I realized today that maybe I am not as in control as I may believe. I am a mother, was a wife, am a writer, an entrepreneur, I am a fighter. But , how many of the roles did I truly choose? Initially, I thought my life as "Lioness" was one that I took on my own, that I had chosen as I matured in my life. But, as I sit here in reflection, I determine that "Lioness" and the path of the Lioness chose me. I have not had a charmed life and that in itself does not make me unique. What does make me unique is that I have not allowed hard times and oppression to warp me into a bitter person with total disdain for life. I am quite the contrary. I find the silver lining in every cloud and I love people to a fault, even after having experienced so much loss and heartbreak in my own life. I now am almost obsessed with fighting against injustices in life, sometimes to a fault. But, it is always about balance. I have to take care of me as well. But the fight is never-ending, I just need to be here to fight another day.

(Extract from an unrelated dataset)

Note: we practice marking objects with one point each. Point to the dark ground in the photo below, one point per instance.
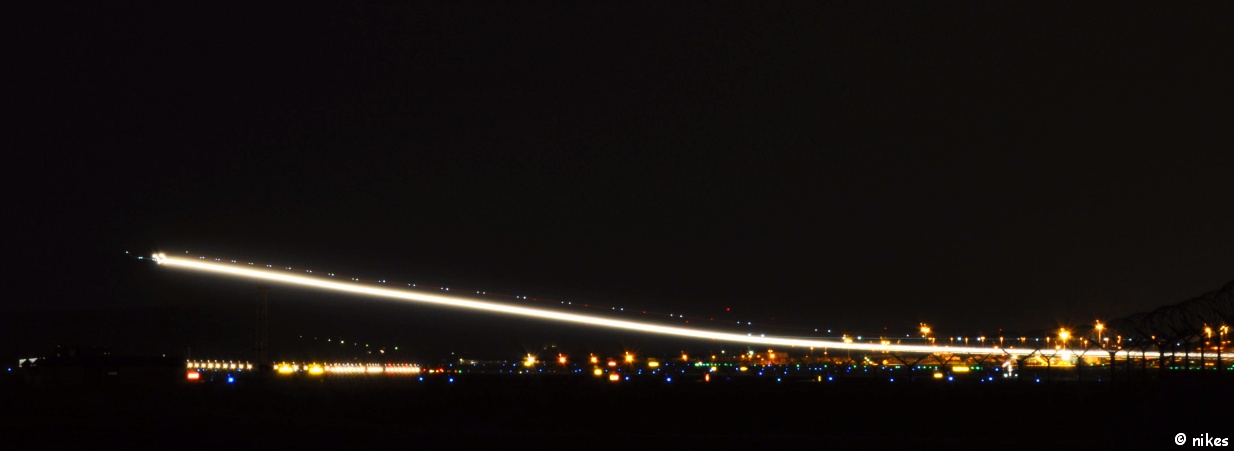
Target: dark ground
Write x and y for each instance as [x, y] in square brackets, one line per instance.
[584, 413]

In reflecting on my present life, I also realized that the Universe has brought certain people into my life, fighters like myself, who are my support system. They are awesome people and I am blessed beyond measure to be able to be connected with them. We are all focused on changing the lives of generations to come, one small battle at a time.
And that is why I know I was chosen for this place and position in life. Hardly any of these people are close to me in proximity and many I have never physically met, yet we are close as family could be and fiercely protective of one another. They need me and I need them--bottom line. I am "The Tru Lioness" and they respect the warrior in me. And I must live up to who she is.